# Annemeik Van Vleuten 3rd fastest time on the Izoard



## il sogno

A remarkable performance. 

Congrats to Annemeik Van Vleuten. 

Annemiek Van Vleuten was so fast up the Izoard that only two Tour de France riders could beat her on Strava - Cycling Weekly


----------



## burgrat

That is incredibly impressive. I love me some fast women!


----------



## 8toes

I realize that I am late to this thread but, I do wish the women would get more coverage. I love to watch them race. I was so glad to see van Vleuten come back from that horrific Olympics crash.


----------



## pmf

8toes said:


> I realize that I am late to this thread but, I do wish the women would get more coverage. I love to watch them race. I was so glad to see van Vleuten come back from that horrific Olympics crash.


That was a nasty crash. She's lucky to be alive, much less still riding her bike.


----------



## Notvintage

And on a proper caliper equipped bike too! Great to see. No dork discs.


----------



## Finx

Notvintage said:


> And on a proper caliper equipped bike too! Great to see. No dork discs.

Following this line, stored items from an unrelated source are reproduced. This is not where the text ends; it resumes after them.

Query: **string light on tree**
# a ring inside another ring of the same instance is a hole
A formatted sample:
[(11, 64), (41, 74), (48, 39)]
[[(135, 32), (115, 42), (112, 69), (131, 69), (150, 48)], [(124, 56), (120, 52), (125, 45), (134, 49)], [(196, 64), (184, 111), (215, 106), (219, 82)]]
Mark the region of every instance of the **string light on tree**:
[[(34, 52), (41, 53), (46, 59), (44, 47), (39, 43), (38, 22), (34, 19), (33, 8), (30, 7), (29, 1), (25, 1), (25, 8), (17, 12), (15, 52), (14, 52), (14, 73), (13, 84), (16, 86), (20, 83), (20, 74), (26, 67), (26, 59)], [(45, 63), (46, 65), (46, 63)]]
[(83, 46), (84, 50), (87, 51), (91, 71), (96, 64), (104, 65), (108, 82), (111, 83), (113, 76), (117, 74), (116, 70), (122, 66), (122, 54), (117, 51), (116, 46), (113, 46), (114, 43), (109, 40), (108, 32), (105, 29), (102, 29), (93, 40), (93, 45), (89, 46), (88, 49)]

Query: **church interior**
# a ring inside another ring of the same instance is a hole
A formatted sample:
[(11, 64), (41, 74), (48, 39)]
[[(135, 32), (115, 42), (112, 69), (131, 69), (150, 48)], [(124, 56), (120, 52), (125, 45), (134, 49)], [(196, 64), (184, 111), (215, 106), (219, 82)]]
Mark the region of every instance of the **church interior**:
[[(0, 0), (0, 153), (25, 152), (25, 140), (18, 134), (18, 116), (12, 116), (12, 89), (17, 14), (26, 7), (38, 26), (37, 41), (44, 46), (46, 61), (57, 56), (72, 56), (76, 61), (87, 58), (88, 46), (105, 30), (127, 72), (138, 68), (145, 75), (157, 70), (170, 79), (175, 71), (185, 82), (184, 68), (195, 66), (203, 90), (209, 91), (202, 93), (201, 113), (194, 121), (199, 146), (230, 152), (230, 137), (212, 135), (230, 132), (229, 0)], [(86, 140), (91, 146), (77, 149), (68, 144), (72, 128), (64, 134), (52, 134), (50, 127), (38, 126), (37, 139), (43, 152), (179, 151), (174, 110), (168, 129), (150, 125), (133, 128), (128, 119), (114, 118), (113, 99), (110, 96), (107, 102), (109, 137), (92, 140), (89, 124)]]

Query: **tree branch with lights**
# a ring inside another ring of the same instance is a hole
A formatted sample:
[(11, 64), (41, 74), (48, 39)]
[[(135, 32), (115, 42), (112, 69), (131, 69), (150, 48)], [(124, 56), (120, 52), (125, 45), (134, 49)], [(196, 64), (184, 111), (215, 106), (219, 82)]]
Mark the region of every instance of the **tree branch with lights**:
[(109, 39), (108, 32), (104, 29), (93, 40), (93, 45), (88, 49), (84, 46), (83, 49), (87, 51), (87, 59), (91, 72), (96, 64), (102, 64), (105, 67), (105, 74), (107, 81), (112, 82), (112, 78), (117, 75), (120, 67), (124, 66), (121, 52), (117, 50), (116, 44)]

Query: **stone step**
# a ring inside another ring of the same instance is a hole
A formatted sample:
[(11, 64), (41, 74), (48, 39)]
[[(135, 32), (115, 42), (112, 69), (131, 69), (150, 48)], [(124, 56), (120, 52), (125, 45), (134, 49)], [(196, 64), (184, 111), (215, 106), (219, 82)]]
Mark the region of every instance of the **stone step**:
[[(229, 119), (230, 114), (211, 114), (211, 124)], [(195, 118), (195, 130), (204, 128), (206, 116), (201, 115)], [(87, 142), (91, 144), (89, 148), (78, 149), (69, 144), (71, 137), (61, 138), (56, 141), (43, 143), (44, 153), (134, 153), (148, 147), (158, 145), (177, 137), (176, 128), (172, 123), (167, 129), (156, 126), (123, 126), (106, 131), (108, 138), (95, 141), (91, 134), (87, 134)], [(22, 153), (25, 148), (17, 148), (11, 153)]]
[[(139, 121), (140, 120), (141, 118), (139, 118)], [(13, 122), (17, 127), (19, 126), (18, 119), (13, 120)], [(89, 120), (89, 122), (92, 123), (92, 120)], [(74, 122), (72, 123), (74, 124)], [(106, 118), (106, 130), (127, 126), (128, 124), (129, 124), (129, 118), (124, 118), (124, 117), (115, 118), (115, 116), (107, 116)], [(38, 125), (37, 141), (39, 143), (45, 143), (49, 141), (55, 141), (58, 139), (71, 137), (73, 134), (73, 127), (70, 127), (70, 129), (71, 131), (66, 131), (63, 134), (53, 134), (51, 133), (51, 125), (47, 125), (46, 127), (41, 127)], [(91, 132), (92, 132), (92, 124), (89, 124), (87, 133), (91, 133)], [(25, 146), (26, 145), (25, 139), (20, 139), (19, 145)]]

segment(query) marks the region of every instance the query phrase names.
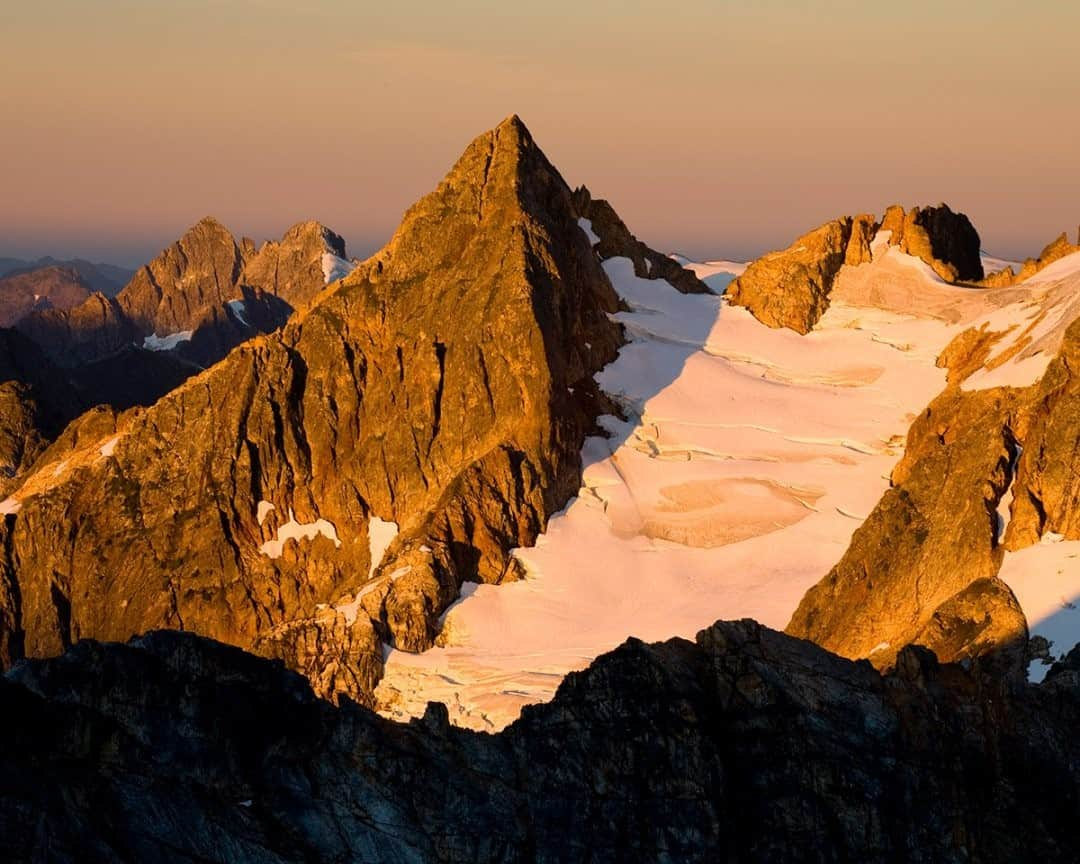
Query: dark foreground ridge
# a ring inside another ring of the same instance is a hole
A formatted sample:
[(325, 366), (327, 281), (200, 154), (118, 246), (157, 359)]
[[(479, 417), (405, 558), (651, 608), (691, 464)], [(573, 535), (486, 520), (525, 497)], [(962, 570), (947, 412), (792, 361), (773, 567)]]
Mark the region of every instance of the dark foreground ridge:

Well, that was two and a half years ago.

These days she's on a disc equipped Scott Addict.
https://www.cyclingweekly.com/news/...n-vleutens-rainbow-themed-scott-addict-446612


----------



## AlanE

Notvintage said:


> And on a proper caliper equipped bike too! Great to see. No dork discs.


I'm guessing a "dork disc" isn't what it used to be.


----------